A set of a small biogas digester, biogas backpacks and biogas stoves replaces firewood for cooking in developing countries. Not only the technology, but rather the approach of (B)energy proves that a smart business model implemented by local entrepreneurs is much more effective than aid projects funded by western donors.
Cooking in Africa is expensive! It is not the food, but the energy used for cooking that has become a major expense for African households south of the Sahara. While still about 80 percent of the households in Sub-Saharan Africa cook with traditional fuels, thus fire wood or charcoal on more or less open fires this practice consumes up to half of the households’ incomes. These fuels significantly contribute to greenhouse gas emissions, deforestation, soil erosion, loss of soil fertility and lead to severe indoor air pollution with premature death of about 4 million
Biogas is probably the cleanest and most sustainable alternative cooking fuel that could be used, but its acceptance and dissemination is progressing only very slowly in Africa. But why?
One strategy that has been pursued in several countries is to distribute free or subsidized biogas systems among the population. In Ethiopia alone, over 25.000 household biogas plants have been built in the past 10 years with over 80 million Euros from European tax payers. A program that originally had one major aim: private sector development. Until today the private sector has not been able to develop alongside the program. No company, including (B)energy, has been able to compete with the heavily subsidized biogas digesters promoted by the Program. Consequently, biogas technology is not freely available on the market, but only for households that qualify for the subsidy. Alternative approaches in the biogas sector in other countries are directly run by aid organizations, who give biogas systems away for free on a project to project basis. The few companies that exist in the sector use every chance to take donations or external funding to extend and survive their “businesses”. This consequence of this: there is literally no biogas system on the market that is not somehow subsidized. The amount of subsidy determines the price for the user and the success of the competitors is thus determined by the most successful fund raiser. At the end the market is so heavily distorted, that nobody will be able to exist in the longterm – at the cost of the local population.
When aid organizations or aid money gets involved in biogas dissemination, then the whole biogas sector is put at risk in 3 major ways:1.

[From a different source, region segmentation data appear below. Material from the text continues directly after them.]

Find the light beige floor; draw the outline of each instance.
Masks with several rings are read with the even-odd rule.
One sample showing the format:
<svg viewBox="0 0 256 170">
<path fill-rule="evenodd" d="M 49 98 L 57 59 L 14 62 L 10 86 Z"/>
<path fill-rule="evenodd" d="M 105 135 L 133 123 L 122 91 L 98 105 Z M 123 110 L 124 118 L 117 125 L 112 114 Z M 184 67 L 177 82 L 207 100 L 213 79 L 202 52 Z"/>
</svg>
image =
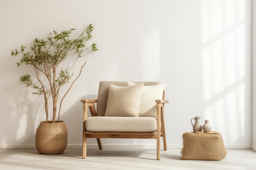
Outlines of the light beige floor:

1.The reputation of biogas technology is damaged. We often meet people who know biogas as something that is “very expensive and does not work”, because of lack or ownership for free products
2. It reduces the willingness of customers to pay for a biogas system and increases jealousy – if some people get a free or subsidized system, everybody else expects the same or feels treated unfair
3. Private sector development is not possible when entrepreneurs have to compete with aid-supported products or companies. But companies would pay tax, which forms the basis for development
(B)energy is following a fundamentally different approach. The company only works with local business partners, who take a training, import or manufacture the technology and make it availabe on the market. Importers collaborate with independent installers, usually young, active, practical people from all parts of the country, especially from rural areas, who use the chance to build their own biogas installer business. The end customers themselves become entrepreneurs as well by selling biogas at a small scale to neighbors. This is with the (B)energy system du to the so called biogas backpack, a simple and low-cost biogas storage and transport container.
(B)energy offers regular trainings, provides the technical components as well as a service infrastructure for all business partners to use. Additionally, a network of active partners, who exchange and share their knowledge, is actively established and promoted.
Unfortunately, local business partners of (B)energy are often confronted with distorted customer expectations. This is the result of funded projects or programs implemented in the area. In some places the potential customers don’t even want a biogas system to be visible in their yard, because the technology is related to poverty due to the aid industry’s focus on poor people.
(B)energy’s call for action:
We have to stop the free flow of products and services from the West to Africa. To this end, projects and programs of aid organizations, including the EU, western governments, SNV and GIZ, NGOs and private initiatives, should be examined for one thing in particular: the potential for market distortion. An honest offer of support for developing the energy sector should be based on preparing fair market conditions for entrepreneurs to develop rather than providing end customers with products. Therefore this appeal goes to all companies in the energy sector working in Africa: If you want to see the biogas market develop without unpredictable danger of the market being destroyed, then we all should adopt the principles that include 1. not to supply technology to aid organizations and projects (including research projects) in which a limited number of people are supplied with free or subsidized products. Only if we all face the same conditions in the country we work in, we can help to build a fair and functioning market. This includes, incidentally, foreign trade promotion, which gives European companies a competitive advantage over domestic companies. Let us, as the biogas sector, set an example of how a sector can develop the market responsibly, leaving the responsibilities with those who are actually responsible.